Students interested in developing photos will have to look beyond the quad for a darkroom. The King’s Students’ Union darkroom was converted into office space over the summer, without notice given to the KSU.
“It’s not a space that is contracted to the students’ union, so it’s not a space that we have any legal rights to. It is a space that we have been using for years and years and years and years, and we really would have appreciated the university to kind of respect that a little more, even if it was just talking to us before-hand,” said KSU president Anna Dubinski.
King’s vice-president Kim Kierans confirmed both that the space didn’t belong to the KSU and that the KSU weren’t told the space was to be converted.
“People are very surprised … It ‘seems like such a King’s thing to have’.”– King’s student Erica Guy, on new and prospective students and the darkroom |
Dubinski said this is not the first time that the KSU has seen student space changed or taken away by the school’s administration.
“Over the years we’ve lost for the most part storage spaces on campus, and that’s happened at least twice in my time,” she said.
Kierans said the decision to convert the darkroom into office space was made in June after the board of governors decided to sell the dean of residence’s house on Coburg Road. With Dean Nick Hatt moving back into residence, he will be occupying the space previously used as the choir office.
“That left the thing about the choir… what do we do with them.

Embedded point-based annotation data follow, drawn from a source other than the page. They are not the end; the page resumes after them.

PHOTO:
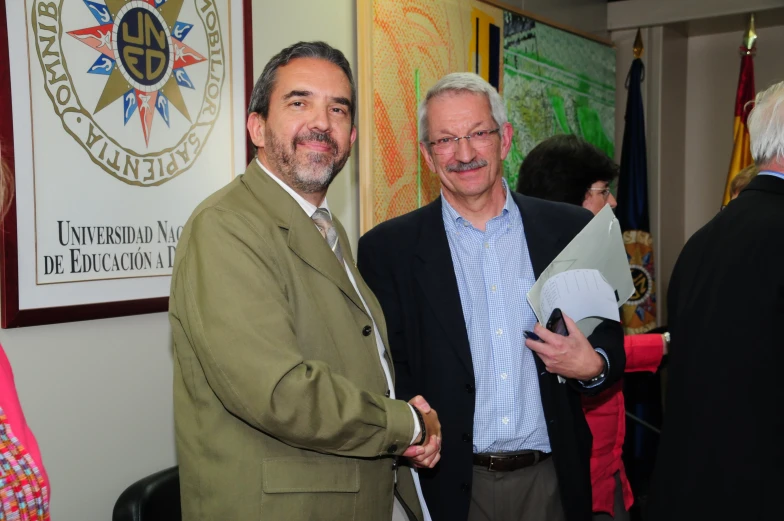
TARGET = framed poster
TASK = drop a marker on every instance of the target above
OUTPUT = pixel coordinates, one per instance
(119, 117)
(553, 79)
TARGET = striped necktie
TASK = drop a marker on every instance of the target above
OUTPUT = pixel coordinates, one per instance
(324, 223)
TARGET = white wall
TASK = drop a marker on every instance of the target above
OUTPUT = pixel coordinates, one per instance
(586, 15)
(712, 81)
(98, 397)
(98, 394)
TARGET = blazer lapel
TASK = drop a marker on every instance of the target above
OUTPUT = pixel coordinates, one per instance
(304, 238)
(540, 238)
(434, 272)
(373, 306)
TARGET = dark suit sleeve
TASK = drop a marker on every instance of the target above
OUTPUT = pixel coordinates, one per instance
(372, 265)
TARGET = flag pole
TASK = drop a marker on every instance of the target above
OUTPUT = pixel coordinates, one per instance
(741, 152)
(638, 46)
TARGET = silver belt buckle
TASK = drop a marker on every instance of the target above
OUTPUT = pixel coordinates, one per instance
(493, 458)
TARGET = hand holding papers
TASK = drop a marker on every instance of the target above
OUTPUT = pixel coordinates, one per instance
(589, 279)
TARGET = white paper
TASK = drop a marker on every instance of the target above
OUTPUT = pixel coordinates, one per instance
(599, 246)
(579, 294)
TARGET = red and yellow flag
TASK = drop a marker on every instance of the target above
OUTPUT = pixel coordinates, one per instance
(741, 152)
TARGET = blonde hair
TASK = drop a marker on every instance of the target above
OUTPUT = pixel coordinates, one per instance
(741, 181)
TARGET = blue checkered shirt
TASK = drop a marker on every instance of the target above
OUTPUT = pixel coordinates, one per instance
(494, 274)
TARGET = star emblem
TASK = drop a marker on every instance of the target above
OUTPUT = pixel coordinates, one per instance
(143, 55)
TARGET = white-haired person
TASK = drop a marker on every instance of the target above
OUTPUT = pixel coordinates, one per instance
(24, 486)
(721, 453)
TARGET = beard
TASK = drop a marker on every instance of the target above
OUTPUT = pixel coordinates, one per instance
(309, 172)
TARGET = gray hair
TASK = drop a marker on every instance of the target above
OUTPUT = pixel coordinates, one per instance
(766, 125)
(462, 82)
(262, 91)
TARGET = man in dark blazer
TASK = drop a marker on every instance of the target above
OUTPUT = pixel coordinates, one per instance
(452, 279)
(721, 452)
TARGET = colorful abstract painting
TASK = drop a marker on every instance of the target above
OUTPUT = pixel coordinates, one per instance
(553, 82)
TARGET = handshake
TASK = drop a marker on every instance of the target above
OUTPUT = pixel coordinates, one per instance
(425, 453)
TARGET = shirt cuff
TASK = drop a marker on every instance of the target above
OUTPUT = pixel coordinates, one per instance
(600, 381)
(417, 428)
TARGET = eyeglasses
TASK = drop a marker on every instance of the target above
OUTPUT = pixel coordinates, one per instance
(479, 139)
(605, 192)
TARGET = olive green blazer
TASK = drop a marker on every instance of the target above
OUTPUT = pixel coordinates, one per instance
(279, 394)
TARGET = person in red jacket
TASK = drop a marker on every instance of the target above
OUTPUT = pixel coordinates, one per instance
(568, 169)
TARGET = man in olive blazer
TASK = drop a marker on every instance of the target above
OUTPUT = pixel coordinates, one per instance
(282, 407)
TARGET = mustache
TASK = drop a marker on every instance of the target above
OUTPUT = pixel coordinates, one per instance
(462, 167)
(320, 137)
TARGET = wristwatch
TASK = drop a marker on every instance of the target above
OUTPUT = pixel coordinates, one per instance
(601, 375)
(421, 426)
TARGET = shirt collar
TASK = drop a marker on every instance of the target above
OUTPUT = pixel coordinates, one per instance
(308, 207)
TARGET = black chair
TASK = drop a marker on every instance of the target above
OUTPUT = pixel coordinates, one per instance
(153, 498)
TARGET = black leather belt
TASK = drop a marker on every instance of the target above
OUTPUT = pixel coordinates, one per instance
(511, 462)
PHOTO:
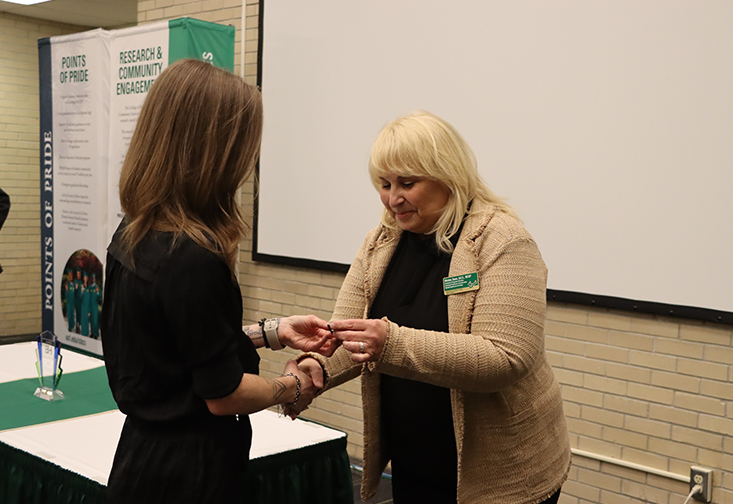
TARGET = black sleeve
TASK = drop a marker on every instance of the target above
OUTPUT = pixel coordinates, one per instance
(199, 301)
(4, 207)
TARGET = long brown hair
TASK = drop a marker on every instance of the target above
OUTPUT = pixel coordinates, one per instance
(196, 141)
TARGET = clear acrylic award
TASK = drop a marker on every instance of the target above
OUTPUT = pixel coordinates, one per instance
(48, 367)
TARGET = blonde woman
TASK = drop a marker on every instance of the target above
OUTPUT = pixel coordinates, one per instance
(180, 365)
(442, 315)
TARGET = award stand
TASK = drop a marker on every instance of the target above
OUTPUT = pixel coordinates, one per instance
(48, 367)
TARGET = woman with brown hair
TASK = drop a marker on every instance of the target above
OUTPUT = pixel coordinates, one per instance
(180, 364)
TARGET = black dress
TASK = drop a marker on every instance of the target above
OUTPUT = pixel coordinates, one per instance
(416, 417)
(172, 337)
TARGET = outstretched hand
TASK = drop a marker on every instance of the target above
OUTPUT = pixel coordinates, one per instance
(363, 338)
(307, 333)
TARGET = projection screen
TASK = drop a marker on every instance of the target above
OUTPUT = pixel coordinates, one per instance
(608, 125)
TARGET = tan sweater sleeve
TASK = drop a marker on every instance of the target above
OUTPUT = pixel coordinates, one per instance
(350, 304)
(506, 330)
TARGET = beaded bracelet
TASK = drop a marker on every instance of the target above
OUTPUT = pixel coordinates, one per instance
(297, 390)
(262, 328)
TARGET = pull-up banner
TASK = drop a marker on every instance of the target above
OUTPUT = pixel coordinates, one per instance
(92, 86)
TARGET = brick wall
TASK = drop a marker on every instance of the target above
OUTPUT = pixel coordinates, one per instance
(20, 238)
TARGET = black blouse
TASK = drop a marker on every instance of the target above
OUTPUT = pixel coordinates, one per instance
(416, 417)
(172, 329)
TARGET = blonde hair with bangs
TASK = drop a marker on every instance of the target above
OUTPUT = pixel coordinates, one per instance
(196, 141)
(424, 145)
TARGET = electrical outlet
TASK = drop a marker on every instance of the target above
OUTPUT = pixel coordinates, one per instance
(704, 477)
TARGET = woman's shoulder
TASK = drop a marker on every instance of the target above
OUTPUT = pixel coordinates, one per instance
(486, 221)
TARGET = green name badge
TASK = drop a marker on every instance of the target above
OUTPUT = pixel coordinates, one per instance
(460, 283)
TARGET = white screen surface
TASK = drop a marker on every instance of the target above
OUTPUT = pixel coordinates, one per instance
(608, 126)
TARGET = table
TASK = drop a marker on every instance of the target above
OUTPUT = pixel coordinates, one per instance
(62, 451)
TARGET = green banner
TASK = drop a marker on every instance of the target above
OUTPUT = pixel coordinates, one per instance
(193, 38)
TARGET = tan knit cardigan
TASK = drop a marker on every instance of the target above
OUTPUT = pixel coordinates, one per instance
(507, 411)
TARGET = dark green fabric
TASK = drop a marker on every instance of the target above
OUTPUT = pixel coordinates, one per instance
(86, 392)
(318, 474)
(26, 479)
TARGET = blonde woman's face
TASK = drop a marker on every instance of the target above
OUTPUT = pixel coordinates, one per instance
(415, 203)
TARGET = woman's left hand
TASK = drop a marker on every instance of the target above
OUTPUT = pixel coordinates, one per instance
(364, 338)
(307, 333)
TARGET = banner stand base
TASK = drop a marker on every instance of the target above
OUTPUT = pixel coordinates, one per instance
(49, 394)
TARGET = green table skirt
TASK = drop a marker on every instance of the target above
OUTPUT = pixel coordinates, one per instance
(317, 474)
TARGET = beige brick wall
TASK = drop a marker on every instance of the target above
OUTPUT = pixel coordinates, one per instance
(647, 390)
(20, 238)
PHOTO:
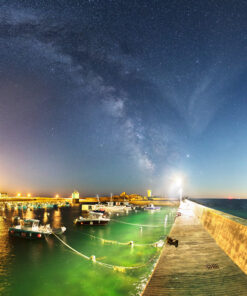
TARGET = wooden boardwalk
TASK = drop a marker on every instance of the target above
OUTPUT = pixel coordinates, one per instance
(197, 267)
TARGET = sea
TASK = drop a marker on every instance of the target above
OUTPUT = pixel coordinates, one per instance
(235, 207)
(49, 267)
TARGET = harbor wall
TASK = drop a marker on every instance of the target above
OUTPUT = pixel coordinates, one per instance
(230, 235)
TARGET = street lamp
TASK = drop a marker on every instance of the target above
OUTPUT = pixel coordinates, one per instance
(179, 183)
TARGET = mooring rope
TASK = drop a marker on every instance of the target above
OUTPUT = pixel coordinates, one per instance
(131, 243)
(139, 225)
(93, 259)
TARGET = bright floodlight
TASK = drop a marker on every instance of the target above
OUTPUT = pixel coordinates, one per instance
(178, 182)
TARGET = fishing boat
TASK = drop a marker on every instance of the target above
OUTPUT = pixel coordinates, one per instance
(94, 218)
(151, 207)
(30, 229)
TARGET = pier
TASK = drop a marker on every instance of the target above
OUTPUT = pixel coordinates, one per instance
(198, 266)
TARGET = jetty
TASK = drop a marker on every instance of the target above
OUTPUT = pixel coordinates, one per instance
(199, 266)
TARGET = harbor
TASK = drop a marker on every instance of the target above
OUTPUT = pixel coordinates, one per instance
(85, 259)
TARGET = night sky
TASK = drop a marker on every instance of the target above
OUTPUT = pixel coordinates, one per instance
(110, 96)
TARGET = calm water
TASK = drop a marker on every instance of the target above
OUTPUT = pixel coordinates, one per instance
(47, 267)
(236, 207)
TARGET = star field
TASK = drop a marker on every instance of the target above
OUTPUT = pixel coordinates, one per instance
(110, 96)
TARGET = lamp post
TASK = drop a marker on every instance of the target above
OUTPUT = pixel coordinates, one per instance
(179, 184)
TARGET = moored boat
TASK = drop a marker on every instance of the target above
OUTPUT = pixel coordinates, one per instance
(30, 229)
(151, 207)
(92, 219)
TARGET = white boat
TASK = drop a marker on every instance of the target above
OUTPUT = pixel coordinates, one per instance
(151, 207)
(30, 229)
(92, 219)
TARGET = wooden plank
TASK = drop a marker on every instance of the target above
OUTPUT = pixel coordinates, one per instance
(197, 267)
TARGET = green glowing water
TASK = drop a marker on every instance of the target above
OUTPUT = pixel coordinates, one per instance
(47, 267)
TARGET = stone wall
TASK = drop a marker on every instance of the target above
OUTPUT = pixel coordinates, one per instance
(228, 234)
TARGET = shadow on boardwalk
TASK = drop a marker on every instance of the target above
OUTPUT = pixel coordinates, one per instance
(197, 267)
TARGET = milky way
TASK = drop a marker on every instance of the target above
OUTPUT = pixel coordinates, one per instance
(106, 96)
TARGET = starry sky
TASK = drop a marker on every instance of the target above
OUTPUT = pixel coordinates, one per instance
(110, 96)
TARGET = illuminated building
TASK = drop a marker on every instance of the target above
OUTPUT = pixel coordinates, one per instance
(3, 194)
(75, 196)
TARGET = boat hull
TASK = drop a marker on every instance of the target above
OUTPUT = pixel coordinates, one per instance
(92, 222)
(26, 234)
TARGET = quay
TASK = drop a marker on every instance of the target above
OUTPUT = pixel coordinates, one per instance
(198, 266)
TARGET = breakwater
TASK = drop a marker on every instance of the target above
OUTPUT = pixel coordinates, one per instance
(229, 232)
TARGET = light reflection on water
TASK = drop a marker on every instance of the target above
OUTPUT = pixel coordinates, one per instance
(55, 270)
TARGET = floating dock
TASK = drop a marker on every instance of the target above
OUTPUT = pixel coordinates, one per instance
(198, 266)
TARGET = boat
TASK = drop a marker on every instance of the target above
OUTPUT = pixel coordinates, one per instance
(30, 229)
(151, 207)
(94, 218)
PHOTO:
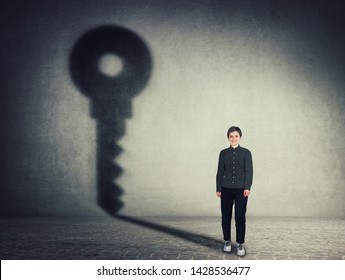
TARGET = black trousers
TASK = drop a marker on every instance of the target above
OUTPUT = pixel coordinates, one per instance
(228, 198)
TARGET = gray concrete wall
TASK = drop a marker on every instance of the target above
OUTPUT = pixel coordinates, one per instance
(274, 68)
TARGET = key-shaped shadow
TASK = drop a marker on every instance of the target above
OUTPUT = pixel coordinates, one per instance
(110, 96)
(111, 105)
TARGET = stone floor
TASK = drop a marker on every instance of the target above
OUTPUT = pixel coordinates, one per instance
(167, 238)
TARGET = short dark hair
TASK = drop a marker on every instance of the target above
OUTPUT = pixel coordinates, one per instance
(234, 128)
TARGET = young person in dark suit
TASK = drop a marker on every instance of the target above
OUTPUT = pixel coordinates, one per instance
(233, 183)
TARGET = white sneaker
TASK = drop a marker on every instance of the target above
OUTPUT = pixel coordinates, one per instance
(240, 250)
(227, 246)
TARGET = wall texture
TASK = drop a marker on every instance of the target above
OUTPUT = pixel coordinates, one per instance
(274, 68)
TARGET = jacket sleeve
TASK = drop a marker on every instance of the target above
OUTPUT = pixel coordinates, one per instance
(220, 172)
(248, 171)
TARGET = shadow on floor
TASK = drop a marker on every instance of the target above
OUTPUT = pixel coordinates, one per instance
(199, 239)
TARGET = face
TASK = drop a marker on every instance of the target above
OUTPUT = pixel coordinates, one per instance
(234, 138)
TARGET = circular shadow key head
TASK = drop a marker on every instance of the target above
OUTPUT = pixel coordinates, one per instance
(110, 64)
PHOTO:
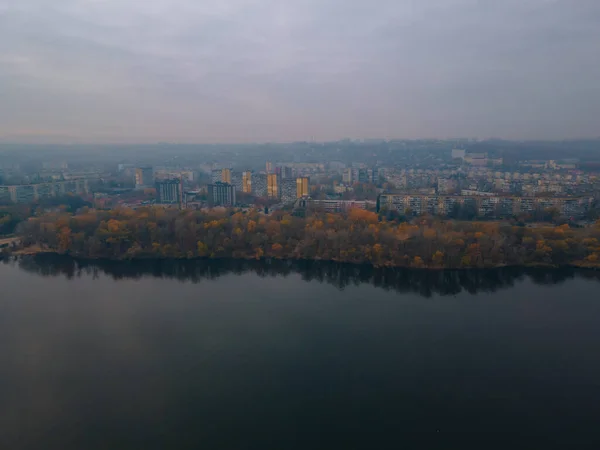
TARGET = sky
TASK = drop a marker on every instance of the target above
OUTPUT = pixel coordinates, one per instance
(280, 70)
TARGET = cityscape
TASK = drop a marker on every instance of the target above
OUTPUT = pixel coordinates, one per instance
(435, 178)
(295, 225)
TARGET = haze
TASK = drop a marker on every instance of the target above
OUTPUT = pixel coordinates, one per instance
(276, 70)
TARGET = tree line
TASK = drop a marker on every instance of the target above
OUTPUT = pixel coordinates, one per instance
(355, 237)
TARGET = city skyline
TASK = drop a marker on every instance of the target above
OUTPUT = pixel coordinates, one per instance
(241, 71)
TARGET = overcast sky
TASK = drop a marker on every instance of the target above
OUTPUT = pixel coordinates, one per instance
(283, 70)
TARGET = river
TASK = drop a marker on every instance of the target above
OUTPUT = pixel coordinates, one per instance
(258, 355)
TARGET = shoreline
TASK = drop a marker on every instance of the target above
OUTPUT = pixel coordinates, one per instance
(32, 252)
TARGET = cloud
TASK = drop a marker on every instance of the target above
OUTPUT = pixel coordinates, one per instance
(246, 70)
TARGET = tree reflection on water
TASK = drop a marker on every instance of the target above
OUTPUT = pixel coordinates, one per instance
(423, 282)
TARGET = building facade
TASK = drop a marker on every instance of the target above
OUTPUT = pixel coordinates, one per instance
(221, 194)
(168, 192)
(272, 186)
(247, 182)
(144, 177)
(302, 187)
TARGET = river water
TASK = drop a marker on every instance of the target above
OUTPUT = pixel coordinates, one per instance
(240, 355)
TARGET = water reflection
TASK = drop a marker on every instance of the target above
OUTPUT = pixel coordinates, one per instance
(425, 283)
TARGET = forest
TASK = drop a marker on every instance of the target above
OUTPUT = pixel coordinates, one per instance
(357, 236)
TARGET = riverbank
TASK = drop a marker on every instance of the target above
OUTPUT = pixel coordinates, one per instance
(37, 251)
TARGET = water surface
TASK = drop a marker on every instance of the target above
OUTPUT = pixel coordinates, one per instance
(278, 356)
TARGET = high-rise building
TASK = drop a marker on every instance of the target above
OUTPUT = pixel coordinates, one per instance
(216, 175)
(237, 181)
(247, 182)
(144, 177)
(221, 194)
(347, 176)
(302, 189)
(226, 176)
(272, 185)
(288, 190)
(259, 185)
(168, 192)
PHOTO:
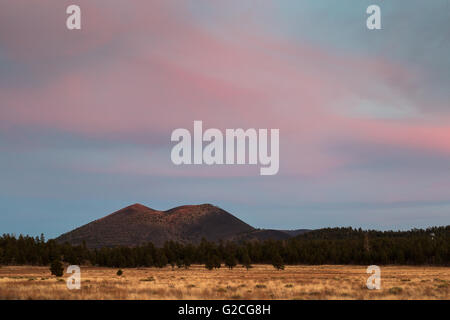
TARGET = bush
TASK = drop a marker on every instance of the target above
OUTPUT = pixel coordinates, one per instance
(277, 262)
(56, 268)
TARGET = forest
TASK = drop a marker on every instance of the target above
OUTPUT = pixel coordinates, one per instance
(323, 246)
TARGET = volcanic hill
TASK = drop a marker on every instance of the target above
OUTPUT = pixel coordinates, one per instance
(138, 224)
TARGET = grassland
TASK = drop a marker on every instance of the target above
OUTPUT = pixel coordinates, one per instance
(260, 282)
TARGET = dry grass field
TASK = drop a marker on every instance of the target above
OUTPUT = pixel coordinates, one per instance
(260, 282)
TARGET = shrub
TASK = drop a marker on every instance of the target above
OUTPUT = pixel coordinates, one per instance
(56, 268)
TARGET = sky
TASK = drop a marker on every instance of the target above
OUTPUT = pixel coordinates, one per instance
(364, 116)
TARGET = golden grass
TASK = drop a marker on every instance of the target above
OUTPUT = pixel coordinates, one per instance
(260, 282)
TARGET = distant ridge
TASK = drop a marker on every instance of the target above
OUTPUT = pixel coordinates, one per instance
(138, 224)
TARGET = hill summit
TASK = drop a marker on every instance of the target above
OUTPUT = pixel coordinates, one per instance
(138, 224)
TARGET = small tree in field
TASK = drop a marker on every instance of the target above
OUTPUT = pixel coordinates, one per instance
(230, 261)
(56, 268)
(246, 262)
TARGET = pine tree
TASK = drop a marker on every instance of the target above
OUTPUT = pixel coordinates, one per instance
(56, 268)
(277, 262)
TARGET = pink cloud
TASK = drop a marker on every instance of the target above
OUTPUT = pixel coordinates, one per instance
(168, 71)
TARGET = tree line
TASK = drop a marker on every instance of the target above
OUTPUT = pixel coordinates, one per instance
(323, 246)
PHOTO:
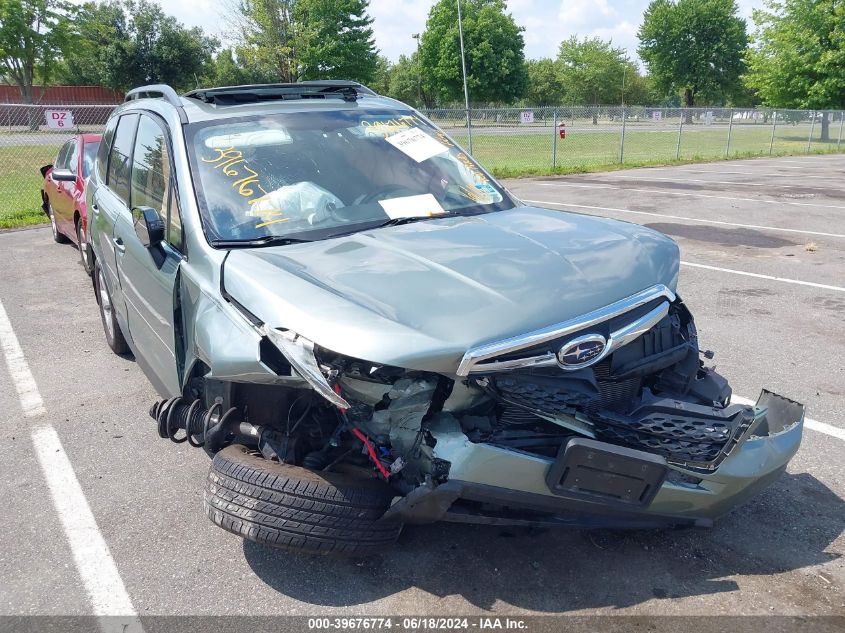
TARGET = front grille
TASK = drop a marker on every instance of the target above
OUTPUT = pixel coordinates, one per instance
(682, 438)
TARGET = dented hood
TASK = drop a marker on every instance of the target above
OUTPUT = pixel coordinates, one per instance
(419, 295)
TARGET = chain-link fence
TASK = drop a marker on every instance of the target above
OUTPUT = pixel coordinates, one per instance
(508, 141)
(520, 140)
(31, 136)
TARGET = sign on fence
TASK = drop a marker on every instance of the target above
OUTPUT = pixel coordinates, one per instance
(59, 119)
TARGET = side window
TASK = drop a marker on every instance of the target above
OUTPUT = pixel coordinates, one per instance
(105, 147)
(152, 182)
(73, 158)
(120, 156)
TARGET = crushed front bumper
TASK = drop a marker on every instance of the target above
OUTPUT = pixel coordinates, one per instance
(490, 484)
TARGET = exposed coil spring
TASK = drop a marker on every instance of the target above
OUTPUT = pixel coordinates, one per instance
(174, 415)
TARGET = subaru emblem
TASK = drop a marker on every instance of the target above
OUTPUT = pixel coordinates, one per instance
(582, 351)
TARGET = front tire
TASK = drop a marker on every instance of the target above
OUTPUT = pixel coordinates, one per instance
(285, 506)
(114, 336)
(58, 237)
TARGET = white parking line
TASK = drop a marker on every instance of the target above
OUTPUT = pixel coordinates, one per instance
(759, 276)
(809, 423)
(687, 219)
(739, 183)
(90, 552)
(28, 394)
(691, 195)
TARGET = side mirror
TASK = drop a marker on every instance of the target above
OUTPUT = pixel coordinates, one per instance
(63, 175)
(149, 227)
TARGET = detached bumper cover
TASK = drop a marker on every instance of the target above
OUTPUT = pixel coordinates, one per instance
(489, 484)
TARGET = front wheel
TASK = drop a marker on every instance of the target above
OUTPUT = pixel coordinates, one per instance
(281, 505)
(58, 237)
(114, 337)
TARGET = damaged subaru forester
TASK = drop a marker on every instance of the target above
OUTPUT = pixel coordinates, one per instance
(365, 330)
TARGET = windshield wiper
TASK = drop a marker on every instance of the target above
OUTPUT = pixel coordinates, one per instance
(269, 240)
(419, 218)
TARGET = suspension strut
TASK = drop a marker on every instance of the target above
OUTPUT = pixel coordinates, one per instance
(204, 428)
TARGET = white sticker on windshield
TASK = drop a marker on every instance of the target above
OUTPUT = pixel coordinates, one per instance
(416, 144)
(422, 206)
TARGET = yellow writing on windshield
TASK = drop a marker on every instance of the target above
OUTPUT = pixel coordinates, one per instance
(233, 164)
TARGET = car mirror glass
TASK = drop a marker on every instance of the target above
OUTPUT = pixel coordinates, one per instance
(149, 227)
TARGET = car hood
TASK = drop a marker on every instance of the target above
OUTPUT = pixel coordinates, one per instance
(419, 295)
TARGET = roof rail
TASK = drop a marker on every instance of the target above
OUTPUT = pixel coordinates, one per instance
(158, 91)
(230, 95)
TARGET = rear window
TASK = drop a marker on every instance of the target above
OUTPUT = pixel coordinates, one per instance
(120, 156)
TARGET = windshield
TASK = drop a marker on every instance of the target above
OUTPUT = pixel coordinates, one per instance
(89, 155)
(317, 174)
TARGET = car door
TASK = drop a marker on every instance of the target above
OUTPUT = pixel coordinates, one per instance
(69, 190)
(148, 275)
(110, 208)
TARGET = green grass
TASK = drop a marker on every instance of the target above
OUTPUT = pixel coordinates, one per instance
(508, 156)
(531, 154)
(20, 184)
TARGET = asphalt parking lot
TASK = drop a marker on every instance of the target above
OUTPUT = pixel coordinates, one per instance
(763, 250)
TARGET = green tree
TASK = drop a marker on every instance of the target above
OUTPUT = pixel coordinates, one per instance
(798, 60)
(99, 30)
(406, 83)
(230, 68)
(267, 38)
(494, 46)
(593, 70)
(380, 81)
(545, 82)
(335, 40)
(33, 33)
(308, 39)
(694, 47)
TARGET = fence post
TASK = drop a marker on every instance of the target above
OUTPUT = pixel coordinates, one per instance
(680, 131)
(812, 129)
(622, 141)
(730, 132)
(774, 125)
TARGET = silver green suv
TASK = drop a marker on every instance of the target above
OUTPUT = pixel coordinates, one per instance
(364, 329)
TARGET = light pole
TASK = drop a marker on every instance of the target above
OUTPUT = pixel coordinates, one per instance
(464, 69)
(416, 36)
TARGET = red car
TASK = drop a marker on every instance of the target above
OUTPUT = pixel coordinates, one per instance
(63, 192)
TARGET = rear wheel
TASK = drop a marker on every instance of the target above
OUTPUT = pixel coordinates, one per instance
(57, 236)
(84, 251)
(286, 506)
(114, 337)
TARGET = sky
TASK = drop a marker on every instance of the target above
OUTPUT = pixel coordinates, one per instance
(546, 22)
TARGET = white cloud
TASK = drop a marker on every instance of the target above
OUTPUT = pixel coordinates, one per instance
(546, 22)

The only space on campus was that space and it was not being well used, and hadn’t been used for a few years,” said Kierans.
“Our priority was to make sure that everything was ready for when the students came in September, and it’s a lot of work for our facilities people.”
All of the work to convert the space was done in-house. Alex Doyle, director of facilities, estimates that the material cost was between $400 and $500.
Second-year student Erica Guy, who often takes photos for societies and the students’ union, said when she was in first year, “no one knew if (the darkroom) was still up and running.”
Dubinski and Michaela Sam, KSU student life vice-president, said the space hadn’t been used in recent years, as the Visual Arts Society had not been ratified.
“It takes a lot of knowledge and skill to run a darkroom,” Dubinski said. “So in the absence of a society, it hasn’t been touched in the last few years.”
This summer, however, Dubinski said several students were in contact with her expressing their interest in photography and in using the space. It wasn’t until she went to the darkroom that she found the KSU’s belongings had been moved and the space had been converted.
Though Guy’s personal knowledge of film photography is limited, she feels it’s “unfortunate” the darkroom was “dumped.”
“I had a fair number of people ask me if King’s had their own darkroom and were disappointed when I said that we didn’t currently have one,” she said of her time working frosh week and King’s open house. “One thing I do think is funny is that people are also very surprised at this fact as it ‘seems like such a King’s thing to have’.”
For Guy, a member of the newly-ratified King’s Photography Club, the darkroom’s conversion is a lost opportunity for photographers like herself to learn more about working with film.
Sam said she is in contact with the Dalhousie Student Union’s internal vice-president about the possibility of jointly ratifying a society and working together to find a space for photography development.
Dubinski, Sam and Kierans all agree the conversion of the darkroom points to a larger issue: a lack of space on campus.
“I think there’s a lack of space for everyone on this campus,” Dubinski said. “The fact that there was no other office space on campus kind of troubles me on behalf of the university and that’s just the kind of nature of the size of our school.”
Kierans said the issue of space is something that administration is keenly aware of.
“I think we’re at our bursting point right now,” she said. “We need to get a handle on how we’re going to be able to provide the services that we need for our students, and the campus master plan, which is part of the strategic plan, will be the way to do that.”
With files from Jacob Baker-Kretzmar and Philippa Wolff.
One reply on “University claims more student space, leaves students' union in dark”
I would be interested to have heard from facilities on what the other reasons for changing this room might have been.
I spent a great deal of time in there a number of years ago when there was, for a brief time, a photography society running with a president who was qualified to teach and run a darkroom. I was trained and certified to use the room alone. That said, the 1995 stock photo The Watch uses in this article doesn’t do much to convey the state of it in 2009. I am sure that ventilation was a huge issue as well as being up to fire-code.
When the photography society folded sometime around 2009 former members, regardless of their competency in using a darkroom, were barred from using it without being a member of a ratified and active photography society. I am also curious as to what the KSU might have asked for in terms of the qualifications for the running and teaching of a darkroom if it were still around?
In summation, I would say that the darkroom was certainly a loss, but it was a loss four or five years ago when nobody endeavoured to keep it open.